Most of the criticisms levelled at the media are based on the spectacle we see on television. Too many national and local news broadcasts have emulated the pugilistic debate style cable news turned into ratings gold. Meta-critical analysis of complex issues has been replaced with ad hominem attacks. Even a person committed to being proactive and engaging the media is often under informed due to the current trends in television news production.

The sheer amount of information aggregated and disseminated by print journalists is amazing when you consider the massive budget cuts many newspapers and magazines have endured over the last decade. In spite of all of the barriers and limitations placed in front of them print journalist continue investigating and writing about the important stories that affect us.

Many of Donald Trump‘s incessant lies are about mundane topics that don’t affect the average person, but this doesn’t matter. Television pundits debate these statements as if Donald Trump has some nuanced relationship with hard facts we aren’t privy to. If the president said he invented the stapler 35% of America would either reflexively believe him, or feign ignorance to avoid acknowledging the fact that he has shown all of the symptoms of being a pathological liar. If America wants a more informed electorate we need to change the television model used for disseminating information about our national politics.

A typical thirty-minute local newscast boils down to about twenty-three minutes after commercial advertising commitments are handled. Then, you have to subtract weather, sports and local human-interest stories. After all of this there’s usually less than twelve minutes for hard news. The eleven or twelve minutes dedicated to current events gets further split between national, state and local issues. The portion of the news dedicated to national politics is often presented as theater instead of fact driven analysis of political ideas. If the same thirty minutes were spent reading a local newspaper we would have a much more informed electorate. According to the Nielsen repot, the average American watches television for 35 hours per week. Many of these same people claim they don’t have time to read?
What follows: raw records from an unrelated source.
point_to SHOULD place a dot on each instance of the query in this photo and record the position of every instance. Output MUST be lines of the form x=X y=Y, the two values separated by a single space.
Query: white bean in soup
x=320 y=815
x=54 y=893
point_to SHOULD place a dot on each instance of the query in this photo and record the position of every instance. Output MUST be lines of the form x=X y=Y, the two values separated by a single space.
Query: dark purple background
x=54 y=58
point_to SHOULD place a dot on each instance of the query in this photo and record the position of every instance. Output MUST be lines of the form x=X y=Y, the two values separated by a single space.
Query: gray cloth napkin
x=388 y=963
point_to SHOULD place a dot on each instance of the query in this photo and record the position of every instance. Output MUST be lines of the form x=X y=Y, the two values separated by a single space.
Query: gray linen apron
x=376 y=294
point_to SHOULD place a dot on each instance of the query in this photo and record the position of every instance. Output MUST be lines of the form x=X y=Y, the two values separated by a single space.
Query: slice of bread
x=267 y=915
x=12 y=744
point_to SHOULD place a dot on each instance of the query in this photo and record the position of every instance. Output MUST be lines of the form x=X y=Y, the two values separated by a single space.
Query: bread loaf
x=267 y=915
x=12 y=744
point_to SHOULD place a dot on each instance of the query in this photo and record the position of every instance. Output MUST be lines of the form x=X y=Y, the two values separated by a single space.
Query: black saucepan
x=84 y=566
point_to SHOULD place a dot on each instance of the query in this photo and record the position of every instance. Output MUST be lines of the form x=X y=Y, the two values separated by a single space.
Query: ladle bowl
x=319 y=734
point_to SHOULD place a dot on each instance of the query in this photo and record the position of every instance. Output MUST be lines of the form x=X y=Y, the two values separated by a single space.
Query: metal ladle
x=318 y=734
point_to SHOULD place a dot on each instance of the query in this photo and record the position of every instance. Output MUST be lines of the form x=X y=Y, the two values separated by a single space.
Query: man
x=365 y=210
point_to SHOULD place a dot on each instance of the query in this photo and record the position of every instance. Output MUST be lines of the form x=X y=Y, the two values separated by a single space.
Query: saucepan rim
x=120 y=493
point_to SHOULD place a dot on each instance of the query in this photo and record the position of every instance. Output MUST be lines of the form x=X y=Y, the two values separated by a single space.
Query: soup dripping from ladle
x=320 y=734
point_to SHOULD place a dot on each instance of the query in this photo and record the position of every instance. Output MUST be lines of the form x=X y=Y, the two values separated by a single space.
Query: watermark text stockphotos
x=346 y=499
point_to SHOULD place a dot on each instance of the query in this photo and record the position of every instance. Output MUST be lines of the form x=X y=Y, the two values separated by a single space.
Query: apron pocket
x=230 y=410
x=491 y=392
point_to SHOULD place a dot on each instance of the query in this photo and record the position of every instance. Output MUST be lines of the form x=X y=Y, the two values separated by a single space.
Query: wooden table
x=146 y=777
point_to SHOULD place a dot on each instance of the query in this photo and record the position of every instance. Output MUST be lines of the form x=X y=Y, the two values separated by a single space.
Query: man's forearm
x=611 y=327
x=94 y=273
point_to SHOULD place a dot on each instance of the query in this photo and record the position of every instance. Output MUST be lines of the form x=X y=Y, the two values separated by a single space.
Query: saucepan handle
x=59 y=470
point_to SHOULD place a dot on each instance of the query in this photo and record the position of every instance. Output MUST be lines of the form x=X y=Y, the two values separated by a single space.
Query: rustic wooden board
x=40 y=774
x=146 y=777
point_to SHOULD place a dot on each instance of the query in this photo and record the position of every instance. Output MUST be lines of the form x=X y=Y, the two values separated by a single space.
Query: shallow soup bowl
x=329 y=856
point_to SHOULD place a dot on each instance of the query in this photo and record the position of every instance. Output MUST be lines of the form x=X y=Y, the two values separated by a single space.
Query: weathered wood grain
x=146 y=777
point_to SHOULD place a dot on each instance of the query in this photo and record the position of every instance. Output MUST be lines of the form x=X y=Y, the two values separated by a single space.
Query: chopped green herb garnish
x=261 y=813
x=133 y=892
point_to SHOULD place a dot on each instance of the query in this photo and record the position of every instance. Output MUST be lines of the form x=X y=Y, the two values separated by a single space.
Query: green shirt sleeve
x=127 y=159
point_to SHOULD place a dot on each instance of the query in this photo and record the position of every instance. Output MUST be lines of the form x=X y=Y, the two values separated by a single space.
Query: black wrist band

When politicians, government officials, academics or even concerned citizens engage in public discourse their words should be parsed for accuracy. Print journalists and media outlets have an obligation to make sure the information they disseminate is as accurate as possible, but this doesn’t happen enough on television.

No one in print media disputes the fact that two plus two equals four, but cable news could fill the b-block with pundits willing to argue over this. The ratings generated from these sideshows has caused too many news outlets to emulate their success. This has infected the only source of information some Americans receive. This model unsustainable and will continue to erode the lines between fact and fiction.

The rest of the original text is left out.